The discovery uses the system prompt in `prompts/multi_agent_discovery_prompt.md`:

- **`prompts/multi_agent_discovery_prompt.md`** - Concise system prompt for actual use
- **`prompts/multi_agent_discovery_reference.md`** - Comprehensive reference documentation

## Examples

### CI/CD Integration

```yaml
# .github/workflows/database-discovery.yml
name: Database Discovery

on:
  schedule:
    - cron: '0 0 * * 0'  # Weekly
  workflow_dispatch:

jobs:
  discovery:
    runs-on: ubuntu-latest
    steps:
      - uses: actions/checkout@v3
      - name: Install Claude Code
        run: npm install -g @anthropics/claude-code
      - name: Run Discovery
        env:
          PROXYSQL_MCP_ENDPOINT: ${{ secrets.PROXYSQL_MCP_ENDPOINT }}
          PROXYSQL_MCP_TOKEN: ${{ secrets.PROXYSQL_MCP_TOKEN }}
        run: |
          cd scripts/mcp/DiscoveryAgent/ClaudeCode_Headless
          python ./headless_db_discovery.py \
            --database production \
            --output discovery_$(date +%Y%m%d).md
      - name: Upload Report
        uses: actions/upload-artifact@v3
        with:
          name: discovery-report
          path: discovery_*.md
```

### Monitoring Automation

```bash
#!/bin/bash
# weekly_discovery.sh - Run weekly and compare results

REPORT_DIR="/var/db-discovery/reports"
mkdir -p "$REPORT_DIR"

# Run discovery
python ./headless_db_discovery.py \
  --database mydb \
  --output "$REPORT_DIR/discovery_$(date +%Y%m%d).md"

# Compare with previous week
PREV=$(ls -t "$REPORT_DIR"/discovery_*.md | head -2 | tail -1)
if [ -f "$PREV" ]; then
  echo "=== Changes since last discovery ==="
  diff "$PREV" "$REPORT_DIR/discovery_$(date +%Y%m%d).md" || true
fi
```

### Custom Discovery Focus

```python
# Modify the prompt in the script for focused discovery
def build_discovery_prompt(database: Optional[str]) -> str:
    prompt = f"""Using the 4-agent discovery protocol, focus on:
    1. Security aspects of {database}
    2. Performance optimization opportunities
    3. Data quality issues

    Follow the standard 4-round protocol but prioritize these areas.
    """
    return prompt
```

## Troubleshooting

### "Claude Code executable not found"

Set the `CLAUDE_PATH` environment variable:

```bash
export CLAUDE_PATH="/path/to/claude"
python ./headless_db_discovery.py
```

Or install Claude Code:

```bash
npm install -g @anthropics/claude-code
```

### "No MCP servers available"

Ensure MCP servers are configured in your Claude Code settings or provide MCP configuration via command line.

### Discovery times out

Increase the timeout:

```bash
python ./headless_db_discovery.py --timeout 600
```

### Output is truncated

The multi-agent prompt is designed for comprehensive output.
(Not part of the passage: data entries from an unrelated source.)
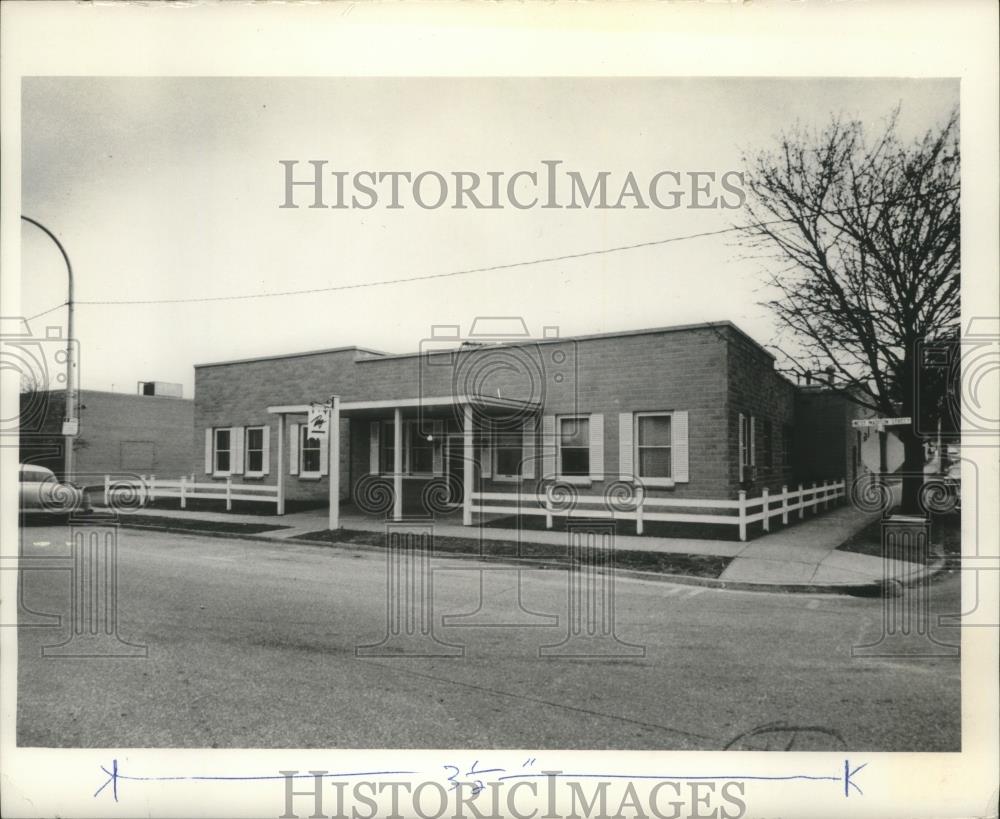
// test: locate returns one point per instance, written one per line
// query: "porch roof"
(483, 403)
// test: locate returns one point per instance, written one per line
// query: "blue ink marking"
(847, 778)
(114, 776)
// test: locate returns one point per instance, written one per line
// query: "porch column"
(397, 464)
(333, 463)
(281, 463)
(467, 474)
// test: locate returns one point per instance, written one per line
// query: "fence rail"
(149, 488)
(743, 510)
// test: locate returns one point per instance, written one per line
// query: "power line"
(45, 312)
(493, 268)
(450, 274)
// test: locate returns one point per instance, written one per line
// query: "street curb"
(875, 588)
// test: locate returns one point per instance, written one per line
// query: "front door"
(454, 466)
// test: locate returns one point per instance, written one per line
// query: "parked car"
(42, 492)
If truncated:
1. Increase timeout
2. Check MCP server connection stability
3. Review MCP catalog for partial results

## Directory Structure

```
ClaudeCode_Headless/
├── README.md                           # This file
├── prompts/
│   ├── multi_agent_discovery_prompt.md      # Concise system prompt
│   └── multi_agent_discovery_reference.md   # Comprehensive reference
├── headless_db_discovery.py            # Python script
├── headless_db_discovery.sh            # Bash script
└── examples/
    ├── DATABASE_DISCOVERY_REPORT.md        # Example output
    └── DATABASE_QUESTION_CAPABILITIES.md   # Feature documentation
```

## Related Documentation

- [Multi-Agent Database Discovery System](../../doc/multi_agent_database_discovery.md)
- [Claude Code Documentation](https://docs.anthropic.com/claude-code)
- [MCP Specification](https://modelcontextprotocol.io/)

## License

Same license as the proxysql-vec project.